High Dimensional Clustering
COSA (Clustering Objects on Subsets of Attributes)
Datasets used in cluster analysis have become larger and more complex employing more features (i.e. high dimensionality). Many of these features may be irrelevant for identifying latent clusters Researchers sometimes believe irrelevant features in a dataset will simply be ignored by the analysis however for most clustering algorithms this is not the case. In fact, irrelevant features can mask existing clusters in noisy data.
Clustering algorithms therefore need to adapt to provide high quality cluster solutions (i.e., objects having high similarity within, and low similarity between clusters).
A variety of approaches have been used to address clustering high dimensional data:
- Principal Component Analysis (PCA): PCA creates linear combinations of similar features prior to cluster analysis in order reduce dimensionality and feature overlap. Some issues with this approach include:
- PCA does not however actually remove any of the original attributes from consideration, i.e., information from irrelevant dimensions is preserved.
- Interpretation of the clusters can be difficult leading to poor or limited insight.
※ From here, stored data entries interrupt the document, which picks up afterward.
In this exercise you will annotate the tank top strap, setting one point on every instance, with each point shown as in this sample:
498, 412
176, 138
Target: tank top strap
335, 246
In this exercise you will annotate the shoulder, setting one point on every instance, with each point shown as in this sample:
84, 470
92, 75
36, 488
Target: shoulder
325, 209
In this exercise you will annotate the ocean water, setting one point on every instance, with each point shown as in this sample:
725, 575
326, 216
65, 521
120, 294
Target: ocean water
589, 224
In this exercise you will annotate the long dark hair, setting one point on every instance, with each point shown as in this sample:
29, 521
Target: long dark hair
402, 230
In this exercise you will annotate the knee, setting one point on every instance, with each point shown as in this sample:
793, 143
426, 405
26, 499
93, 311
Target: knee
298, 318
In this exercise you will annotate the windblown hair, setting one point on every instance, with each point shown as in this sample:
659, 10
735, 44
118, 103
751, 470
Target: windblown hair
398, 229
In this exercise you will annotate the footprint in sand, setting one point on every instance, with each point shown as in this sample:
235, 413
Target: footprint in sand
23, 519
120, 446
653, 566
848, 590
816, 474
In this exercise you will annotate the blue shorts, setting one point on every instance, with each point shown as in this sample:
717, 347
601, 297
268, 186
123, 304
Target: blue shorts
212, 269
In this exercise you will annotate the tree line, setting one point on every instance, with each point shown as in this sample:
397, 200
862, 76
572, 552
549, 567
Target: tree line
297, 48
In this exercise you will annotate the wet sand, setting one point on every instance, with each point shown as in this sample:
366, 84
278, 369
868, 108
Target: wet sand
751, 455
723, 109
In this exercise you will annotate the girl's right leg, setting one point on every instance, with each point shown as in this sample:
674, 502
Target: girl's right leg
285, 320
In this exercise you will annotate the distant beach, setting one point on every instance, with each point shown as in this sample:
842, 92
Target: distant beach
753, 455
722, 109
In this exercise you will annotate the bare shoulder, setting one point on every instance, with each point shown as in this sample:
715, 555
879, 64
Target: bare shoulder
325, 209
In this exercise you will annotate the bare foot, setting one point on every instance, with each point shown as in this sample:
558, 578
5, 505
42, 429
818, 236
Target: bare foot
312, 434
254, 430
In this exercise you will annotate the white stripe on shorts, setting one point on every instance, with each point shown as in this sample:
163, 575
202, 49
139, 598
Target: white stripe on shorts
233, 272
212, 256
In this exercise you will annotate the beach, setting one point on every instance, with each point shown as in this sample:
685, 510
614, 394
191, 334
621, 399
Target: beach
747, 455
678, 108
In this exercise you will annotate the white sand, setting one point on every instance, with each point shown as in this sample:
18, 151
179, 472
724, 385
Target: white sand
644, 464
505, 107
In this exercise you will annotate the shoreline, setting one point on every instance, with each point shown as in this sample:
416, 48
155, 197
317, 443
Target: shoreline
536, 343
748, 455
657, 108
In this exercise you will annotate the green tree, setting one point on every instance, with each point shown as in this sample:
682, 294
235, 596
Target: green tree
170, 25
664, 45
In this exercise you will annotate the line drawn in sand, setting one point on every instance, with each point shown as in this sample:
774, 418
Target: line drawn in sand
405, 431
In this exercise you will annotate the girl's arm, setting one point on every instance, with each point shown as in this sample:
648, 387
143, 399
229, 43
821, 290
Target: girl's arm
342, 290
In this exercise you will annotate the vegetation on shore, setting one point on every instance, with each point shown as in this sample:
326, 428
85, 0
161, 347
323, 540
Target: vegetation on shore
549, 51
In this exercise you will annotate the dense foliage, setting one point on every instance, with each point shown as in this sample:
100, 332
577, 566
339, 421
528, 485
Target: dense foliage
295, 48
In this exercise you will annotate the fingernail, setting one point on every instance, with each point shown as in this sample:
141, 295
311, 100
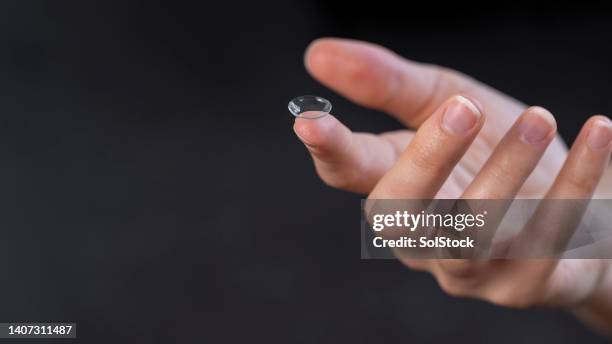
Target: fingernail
600, 134
536, 126
460, 116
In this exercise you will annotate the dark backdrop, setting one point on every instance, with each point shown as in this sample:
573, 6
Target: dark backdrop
152, 188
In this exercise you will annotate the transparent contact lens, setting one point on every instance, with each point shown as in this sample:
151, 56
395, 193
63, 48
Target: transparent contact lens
310, 107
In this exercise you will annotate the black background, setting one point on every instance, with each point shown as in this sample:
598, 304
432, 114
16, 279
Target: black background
153, 190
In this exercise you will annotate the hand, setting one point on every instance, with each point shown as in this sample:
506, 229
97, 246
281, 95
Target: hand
456, 153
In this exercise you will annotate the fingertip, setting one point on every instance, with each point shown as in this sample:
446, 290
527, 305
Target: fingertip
599, 133
537, 125
317, 132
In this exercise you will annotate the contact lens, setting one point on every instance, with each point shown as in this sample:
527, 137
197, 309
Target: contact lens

- Linear combinations / weighted averaging, reduces variability in the resultant features making it more difficult to distinguish between clusters.
- PCA is best suited to datasets where most of the dimensions are relevant to the clustering task, but many are highly correlated or redundant.
Another approach to dealing with high dimensional data in cluster analysis is known as “Feature Selection”.
- Feature Selection: Feature selection involves finding a subset of dimensions on which to perform clustering by removing irrelevant and redundant dimensions.
- Benefit: interpretation is enhanced when looking at subset of features since there are fewer variables.
- Drawback: Feature selection seeks groups of objects which all cluster on the same subset of attributes. Consider the following example: A customer satisfaction study contains respondents in which 2 groups cluster on “likely to recommend” and “purchase volume”. Another two groups are similar with respect to “overall satisfaction” and ” environmental concern”. If all clusters are constrained to group by the same features, the identification of two of these groups will be problematic, i.e. simple elimination of any of the four variables may aid in identifying some clusters and complicate identification of others. Also note that as data sets include more and more features, the chances of subspace clustering becomes greater.
- COSA: A final approach which addresses the drawback in feature selection is called COSA (Clustering Objects on Subsets of Attributes). COSA allows for clusters not only to be created on subsets of attributes but, in addition, clusters may in fact be based on different attributes! The COSA approach therefore provides a flexible and effective way to perform cluster analysis on high dimensional data.